One of the problems is the inadequacy of the word rape. I prefer the definition given by Wikipedia below because it very graphically describes the act.
“Until 2012, the Federal Bureau of Investigation (FBI) considered rape a crime solely committed by men against women. In 2012, they changed their definition from “The carnal knowledge of a female forcibly and against her will” to “The penetration, no matter how slight, of the vagina or anus with any body part or object, or oral penetration by a sex organ of another person, without the consent of the victim.” The previous definition, which had remained unchanged since 1927, was considered outdated and narrow. The updated definition includes recognizing any gender of victim and perpetrator and that rape with an object can be as traumatic as penile/vaginal rape. The bureau further describes instances when the victim is unable to give consent because of mental or physical incapacity. It recognizes that a victim can be incapacitated by drugs and alcohol and unable to give valid consent. The definition does not change federal or state criminal codes or impact charging and prosecution on the federal, state or local level; it rather means that rape will be more accurately reported nationwide.”
Had I been the journalist reporting this story I would have written something like this. However I’m more of a novelist. and it’s my job to imagine and graphically describe to my readers the pain we humans go through, and continuously inflict on each other.
“The victim was forcibly pinned against the wall while the perpetrator unzipped his pants and shoved his erect penis into her vagina, all the whie holding his hand over her mouth so she could not scream. As he did this he ripped aside her underwear with his left hand.
During the attack, the victim was unable to breath and could not fully believe or understand that a man she knew and respected, was carrying out this humiliating and violent act upon her body. Once he had finished and within two seconds after ejaculating, he removed the hand that was holding aside her underwear, and withdrew his limp penis from her body, casually putting it back into his pants and zipping them up.

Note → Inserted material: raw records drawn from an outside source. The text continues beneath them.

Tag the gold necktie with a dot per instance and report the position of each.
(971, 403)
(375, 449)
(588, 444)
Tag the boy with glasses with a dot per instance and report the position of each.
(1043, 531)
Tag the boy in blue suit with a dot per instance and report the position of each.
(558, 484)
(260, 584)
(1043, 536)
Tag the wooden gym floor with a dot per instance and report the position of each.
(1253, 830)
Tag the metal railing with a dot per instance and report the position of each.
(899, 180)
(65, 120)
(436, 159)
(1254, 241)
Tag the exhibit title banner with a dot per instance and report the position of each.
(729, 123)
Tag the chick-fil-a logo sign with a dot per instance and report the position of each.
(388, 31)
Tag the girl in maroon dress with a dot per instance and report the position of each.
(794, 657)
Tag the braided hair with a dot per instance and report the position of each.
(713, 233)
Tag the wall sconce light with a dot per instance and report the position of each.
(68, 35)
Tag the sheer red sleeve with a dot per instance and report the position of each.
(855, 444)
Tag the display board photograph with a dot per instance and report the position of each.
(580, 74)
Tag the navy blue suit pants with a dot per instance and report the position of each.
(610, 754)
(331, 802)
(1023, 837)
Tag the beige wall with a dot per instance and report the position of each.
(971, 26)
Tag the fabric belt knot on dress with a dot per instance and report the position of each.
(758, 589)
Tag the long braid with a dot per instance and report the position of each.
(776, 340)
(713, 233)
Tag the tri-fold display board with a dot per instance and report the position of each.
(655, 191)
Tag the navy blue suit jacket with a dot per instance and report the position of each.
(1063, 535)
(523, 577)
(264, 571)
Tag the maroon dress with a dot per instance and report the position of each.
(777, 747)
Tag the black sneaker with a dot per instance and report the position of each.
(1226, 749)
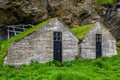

After he had roughly released her by pushing her back against the cubicle wall once more, he turned away, pulling aside the curtain covering the entrance, and gave her a brief look saying softly, “just try and prove I did this to you.”
After the perpetrator left, the victim wept silently, unwilling tears falling from her eyes onto her hands. At the same time a million thoughts went spinning through her head as she realized her vagina burned unbearably, and she could no longer stand because her legs were shaking uncontrollably. She was angry and scared both at the same time, and she hoped she was not pregnant.
Finally, brushing aside her tears and trying not to sob loudly so that some others who had just come into the adjoining dressing rooms would hear, she continued to sit with her back pressed against the wall where she had fallen.
The firmness of the partition which supported her, allowed her to center herself and accept the reality that she could not go to the police and report the assault; she did not have the strength or resources to stand up in court against this rich, famous man, their mutual colleagues and his network of allies.
After waiting a good fifteen minutes in order to collect herself sufficiently, she was finally able to leave the store, and instead of going to the police went over to her best friend’s apartment, and told her what had happened. Together they decided that as she had at first thought, she had no chance of defeating him in the court of public opinion nor in a court of law. That in fact if she tried her career would be over.
Twenty three years later, this victim watched stunned as the man who had violently assaulted her so many years before, was elected to the highest office in the land.
However since the time of her assault something important had changed in the court of public opinion. In the interim time, women and men had started for the first time to come out of the woodwork, and talk publicly about the sexual assaults that had been perpetrated against them for years.
They had started a movement called “Me Too”. This movement had spread around the world, and for the first time in her life our victim felt empowered to tell others about what had happened to her. In addition, part of her reason for speaking out was that so many other women had also claimed that this same man had forced his hands, mouth and other parts of himself on their unwilling bodies.
It was by making public what had happened to her that she was finally able to release the crippling blame and shame she had been carrying around since the rape had happened.
Because of the courageous acts of so many women and men in fact, a heavy burden had been lifted from her shoulders. An ugly, destructive secret that had been carefully hidden, and which had gone unacknowledged publicly for so long within the constructs of the race to which she belonged, the human one, was finally revealed.
This secret was that attitudes of male sexual entitlement, beliefs in family honor and sexual purity, and the weak legal sanctions towards sexual violence were destroying and had destroyed the lives of countless women and children (male and female) for thousands of years.
By speaking out about her violent assault, this victim and the many others like her, made the first critical steps in a very long process that would finally fully expose this kind of entitled, patriarchal behavior.
What she did not know however when she spoke out, is whether or not he and all the others like him could be proven guilty and thus held fully accountable.
Eventually what she did understood is that it would take the moral fortitude of all of us to fully address this heinous crime against humanity.”